Versions of relevant libraries:
[pip3] numpy==1.21.6
[pip3] numpydoc==1.5.0
[pip3] pytorch-ignite==0.3.0
[pip3] pytorch-lightning==1.9.5
[pip3] pytorch-ranger==0.1.1
[pip3] pytorch-transformers==1.2.0
[pip3] torch==1.13.1
[pip3] torch-optimizer==0.3.0
[pip3] torch-stoi==0.1.2
[pip3] torchaudio==0.13.1
[pip3] torchfile==0.1.0
[pip3] torchmetrics==0.11.4
[conda] numpy 1.21.6 pypi_0 pypi
[conda] numpydoc 1.5.0 pypi_0 pypi
[conda] pytorch-lightning 1.9.5 pypi_0 pypi
[conda] pytorch-ranger 0.1.1 pypi_0 pypi
[conda] torch 1.13.1 pypi_0 pypi
[conda] torch-optimizer 0.3.0 pypi_0 pypi
[conda] torch-stoi 0.1.2 pypi_0 pypi
[conda] torchaudio 0.13.1 pypi_0 pypi
[conda] torchmetrics 0.11.4 pypi_0 pypi

I would completely uninstall all CUDA 10.2 versions since your 3090s need CUDA 11+. Once this is done you could also try to run any other CUDA application on both devices and see if this would work as I don’t think the issue is specific to PyTorch.

1 Like

Thanks for your advice.
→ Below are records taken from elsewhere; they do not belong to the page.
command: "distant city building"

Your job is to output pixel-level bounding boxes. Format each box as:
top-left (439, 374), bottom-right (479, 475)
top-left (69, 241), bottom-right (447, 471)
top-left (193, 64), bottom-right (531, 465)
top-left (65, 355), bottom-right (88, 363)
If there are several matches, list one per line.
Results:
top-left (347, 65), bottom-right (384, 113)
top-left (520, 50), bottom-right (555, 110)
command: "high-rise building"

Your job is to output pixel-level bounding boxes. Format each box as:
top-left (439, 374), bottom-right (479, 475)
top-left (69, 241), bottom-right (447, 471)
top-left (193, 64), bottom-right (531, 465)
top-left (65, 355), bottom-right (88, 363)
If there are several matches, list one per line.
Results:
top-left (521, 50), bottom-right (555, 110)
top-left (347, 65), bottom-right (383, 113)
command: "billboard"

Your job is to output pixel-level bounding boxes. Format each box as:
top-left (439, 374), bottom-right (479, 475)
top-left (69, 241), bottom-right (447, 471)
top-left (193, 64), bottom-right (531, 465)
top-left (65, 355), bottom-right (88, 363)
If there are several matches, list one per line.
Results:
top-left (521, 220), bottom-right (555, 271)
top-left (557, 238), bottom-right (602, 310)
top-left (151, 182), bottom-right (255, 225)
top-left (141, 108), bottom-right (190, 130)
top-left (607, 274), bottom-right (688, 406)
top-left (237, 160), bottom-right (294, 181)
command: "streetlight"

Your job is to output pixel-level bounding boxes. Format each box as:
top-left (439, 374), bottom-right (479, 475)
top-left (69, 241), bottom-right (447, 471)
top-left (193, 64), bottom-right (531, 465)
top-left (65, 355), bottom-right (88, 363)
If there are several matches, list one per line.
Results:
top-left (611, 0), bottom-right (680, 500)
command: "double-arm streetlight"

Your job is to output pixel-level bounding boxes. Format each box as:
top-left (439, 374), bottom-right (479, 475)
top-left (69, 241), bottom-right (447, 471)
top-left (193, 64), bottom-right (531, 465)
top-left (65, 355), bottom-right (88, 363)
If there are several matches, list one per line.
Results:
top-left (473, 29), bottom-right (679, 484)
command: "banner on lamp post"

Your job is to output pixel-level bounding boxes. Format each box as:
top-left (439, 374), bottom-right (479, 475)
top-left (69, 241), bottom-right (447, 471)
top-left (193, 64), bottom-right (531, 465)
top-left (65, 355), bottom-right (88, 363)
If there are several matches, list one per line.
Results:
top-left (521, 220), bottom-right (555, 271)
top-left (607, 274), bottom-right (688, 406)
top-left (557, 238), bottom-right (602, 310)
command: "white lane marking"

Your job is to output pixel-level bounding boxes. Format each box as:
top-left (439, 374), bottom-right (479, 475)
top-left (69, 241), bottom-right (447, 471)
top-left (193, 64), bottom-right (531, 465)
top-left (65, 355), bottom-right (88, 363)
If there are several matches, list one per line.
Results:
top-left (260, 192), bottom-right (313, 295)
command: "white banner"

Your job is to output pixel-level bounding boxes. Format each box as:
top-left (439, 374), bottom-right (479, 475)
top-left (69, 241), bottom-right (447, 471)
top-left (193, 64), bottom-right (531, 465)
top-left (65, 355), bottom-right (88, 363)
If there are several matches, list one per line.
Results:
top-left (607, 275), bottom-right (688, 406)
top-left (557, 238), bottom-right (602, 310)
I made it to uninstall CUDA-10.2 completely, after that I run the script again on both devices but it doesn’t work and reported the same problem. It still can only run on card number 1. ::

After uninstalling CUDA10.2 with CUDA11.0 left, I tried to install a newer CUDA11.2 via local deb. A reboot still doesn’t work in the beginning, but the next day, it threw some exceptions: some files (for example, ~/.bashrc) are read-only, and creating a virtual env in anaconda is not allowed for not enough space, which implies a damage of file system. Tried to remount and adjust but failed. However, with a reboot again, everything back to normal.